Anni settanta
Con il successo dei film a basso budget e il sempre crescente interesse del pubblico all'occulto, il genere fu in grado di sfornare una serie di molto intensi, spesso con contenuti sessuali, diventati "A-movie" (nonostante avessero le caratteristiche dei B-movie). Molti di questi film furono fatti da registi rispettabili.
Rosemary's Baby (1968) di Roman Polanski fu acclamato sia dalla critica che dal pubblico, e fu un precursore dell'esplosione dell'occulto degli anni settanta; questa esplosione include il grande successo L'esorcista (1973) (diretto da Willian Friedkin e scritto da William Peter Blatty, che scrisse anche il romanzo), e altri film dove il Diavolo s'impossessa del corpo di una donna o di un bambino. Bambini demoniaci e reincarnazioni diventarono temi popolari nei film horror (come Audrey Rose (1977) di Robert Wise, dove un uomo sostiene che sua figlia sia la reincarnazione di una persona morta). Un altro famoso film horror religioso fu Omen - Il presagio (1976), nel quale un uomo scopre che suo figlio adottivo è l'Anticristo. Di quest'ultimo film è uscito un remake il 6/6/06.
Gli avvenimenti degli anni sessanta iniziarono ad influenzare gli horror di quel periodo. L'ultima casa a sinistra (1972) di Wes Craven e Non aprite quella porta (1974) di Tobe Hooper richiamavano entrambi gli orrori della Guerra del Vietnam; George Romero esaminò l'espansione della nuova società consumista nel suo nuovo sequel sugli zombi, Zombi (1978); il regista canadese David Cronenberg rinnovò il personaggio dello "scenziato pazzo" esplorando le paure della gente sulla tecnologia e la società, iniziando con Il demone sotto la pelle (1975).
Sempre negli anni settanta arrivò sul grande schermo Stephen King. Molti dei suoi libri sono stati trasformati in film, a partire dal suo primo romanzo, Carrie, che diventò film nel 1976 per merito di Brian De Palma, che stava anche per essere nominato agli Oscar, anche se fu fatto spesso notare che il suo punto di forza non era la capacità di spaventare ma l'esplorazione psicologica.
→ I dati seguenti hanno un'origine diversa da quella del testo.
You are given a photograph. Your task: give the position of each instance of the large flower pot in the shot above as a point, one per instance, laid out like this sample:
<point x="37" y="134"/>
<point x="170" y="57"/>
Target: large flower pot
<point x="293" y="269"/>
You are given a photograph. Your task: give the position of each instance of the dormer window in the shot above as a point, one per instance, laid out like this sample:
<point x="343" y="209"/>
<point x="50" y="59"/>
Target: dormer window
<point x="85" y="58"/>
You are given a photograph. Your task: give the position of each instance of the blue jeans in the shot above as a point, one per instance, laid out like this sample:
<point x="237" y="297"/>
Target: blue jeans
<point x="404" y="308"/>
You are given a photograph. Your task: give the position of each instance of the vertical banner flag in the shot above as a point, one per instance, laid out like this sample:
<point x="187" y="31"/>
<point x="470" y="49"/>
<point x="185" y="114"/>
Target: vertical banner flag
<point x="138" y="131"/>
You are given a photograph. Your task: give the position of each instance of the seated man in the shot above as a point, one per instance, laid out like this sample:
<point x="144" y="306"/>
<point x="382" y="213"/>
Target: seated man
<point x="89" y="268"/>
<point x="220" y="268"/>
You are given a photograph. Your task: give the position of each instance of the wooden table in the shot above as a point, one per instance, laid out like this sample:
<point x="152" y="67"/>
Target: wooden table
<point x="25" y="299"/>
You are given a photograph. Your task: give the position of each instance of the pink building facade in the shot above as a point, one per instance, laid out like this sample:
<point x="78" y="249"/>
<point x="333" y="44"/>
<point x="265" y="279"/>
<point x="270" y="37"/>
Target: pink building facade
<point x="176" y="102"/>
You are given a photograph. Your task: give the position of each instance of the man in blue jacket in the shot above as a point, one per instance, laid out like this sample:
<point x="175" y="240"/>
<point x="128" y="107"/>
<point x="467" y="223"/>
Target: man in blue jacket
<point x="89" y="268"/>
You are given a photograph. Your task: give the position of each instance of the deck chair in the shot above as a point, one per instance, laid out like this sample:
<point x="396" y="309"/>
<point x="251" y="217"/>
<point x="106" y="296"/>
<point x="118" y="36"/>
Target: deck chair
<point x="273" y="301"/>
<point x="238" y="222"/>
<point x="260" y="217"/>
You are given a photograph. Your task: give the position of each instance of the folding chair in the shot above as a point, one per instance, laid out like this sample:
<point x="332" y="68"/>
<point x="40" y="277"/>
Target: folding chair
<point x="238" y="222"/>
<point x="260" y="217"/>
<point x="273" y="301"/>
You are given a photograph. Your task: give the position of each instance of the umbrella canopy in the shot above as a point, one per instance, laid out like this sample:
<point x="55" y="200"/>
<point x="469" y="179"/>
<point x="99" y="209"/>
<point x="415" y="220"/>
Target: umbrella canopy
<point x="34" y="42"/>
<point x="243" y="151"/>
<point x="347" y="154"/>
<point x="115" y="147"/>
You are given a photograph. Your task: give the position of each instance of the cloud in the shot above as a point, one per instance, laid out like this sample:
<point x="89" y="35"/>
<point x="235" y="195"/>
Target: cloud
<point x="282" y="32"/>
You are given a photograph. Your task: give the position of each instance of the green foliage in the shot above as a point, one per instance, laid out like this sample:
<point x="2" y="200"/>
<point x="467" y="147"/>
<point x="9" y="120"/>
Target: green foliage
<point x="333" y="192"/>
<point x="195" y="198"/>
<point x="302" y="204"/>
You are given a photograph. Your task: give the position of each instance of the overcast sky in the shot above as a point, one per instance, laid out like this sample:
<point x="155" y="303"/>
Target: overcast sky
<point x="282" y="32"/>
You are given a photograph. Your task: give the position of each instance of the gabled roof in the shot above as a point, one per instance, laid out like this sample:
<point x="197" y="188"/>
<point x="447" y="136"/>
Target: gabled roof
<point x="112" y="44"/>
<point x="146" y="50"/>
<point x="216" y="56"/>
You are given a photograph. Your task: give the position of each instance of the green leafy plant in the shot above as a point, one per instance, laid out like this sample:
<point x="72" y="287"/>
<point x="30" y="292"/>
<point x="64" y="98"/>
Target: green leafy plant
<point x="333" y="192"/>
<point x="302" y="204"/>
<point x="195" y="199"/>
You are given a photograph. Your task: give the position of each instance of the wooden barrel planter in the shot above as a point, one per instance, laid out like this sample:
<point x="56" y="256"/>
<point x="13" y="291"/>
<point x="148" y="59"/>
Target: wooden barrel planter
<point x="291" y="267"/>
John Carpenter, che aveva già diretto Dark Star (1974) e il film d'azione Distretto 13: le brigate della morte (1976) ispirato ad un vecchio film di Howard Hawks, creò Halloween (1978), che introdusse la caratteristica dei "teenager uccisi da un invincibile e malefico superuomo". Halloween diventò uno dei film indipendenti di maggior successo mai fatti.
Alien (1979) combinò la violenza tipica dei film anni settanta con i "monster movie" degli anni precedenti e riavvicinò l'horror alla fantascienza. Ci furono numerosi seguiti a questo film e un'infinità di imitazioni negli anni successivi.
Nello stesso periodo ci fu un'esplosione di produzione horror in Europa, grazie a registi italiani come Mario Bava, Dario Argento e Lucio Fulci, e spagnoli come Jacinto Molina (vero nome di Paul Naschy), Amando de Ossorio e Jesús Franco. Questi film in genere coinvolgevano i personaggi classici del cinema horror (vampiri, lupi mannari, demoni, zombie, killer psicopatici) ma possedevano uno stile caratteristico, diverso da quello dell'horror made in USA.
Intanto ad Hong Kong, i registi iniziarono ad essere ispirati dai film della Hammer e dalla produzione europea e cominciarono a fare film horror con protagonisti esclusivamente asiatici. La Shaw Scope produsse La leggenda dei sette vampiri d'oro (1973) in collaborazione con la Hammer, e in seguito iniziò a creare propri film più originali. Questo genere esplose negli anni '80, con Close Encounters of the Spooky Kind (1981) di Sammo Hung che lanciò il sottogenere della "commedia horror kung-fu"; esempi di questo nuovo genere sono Mr. Vampire (1985) e Storia di fantasmi cinesi (1987).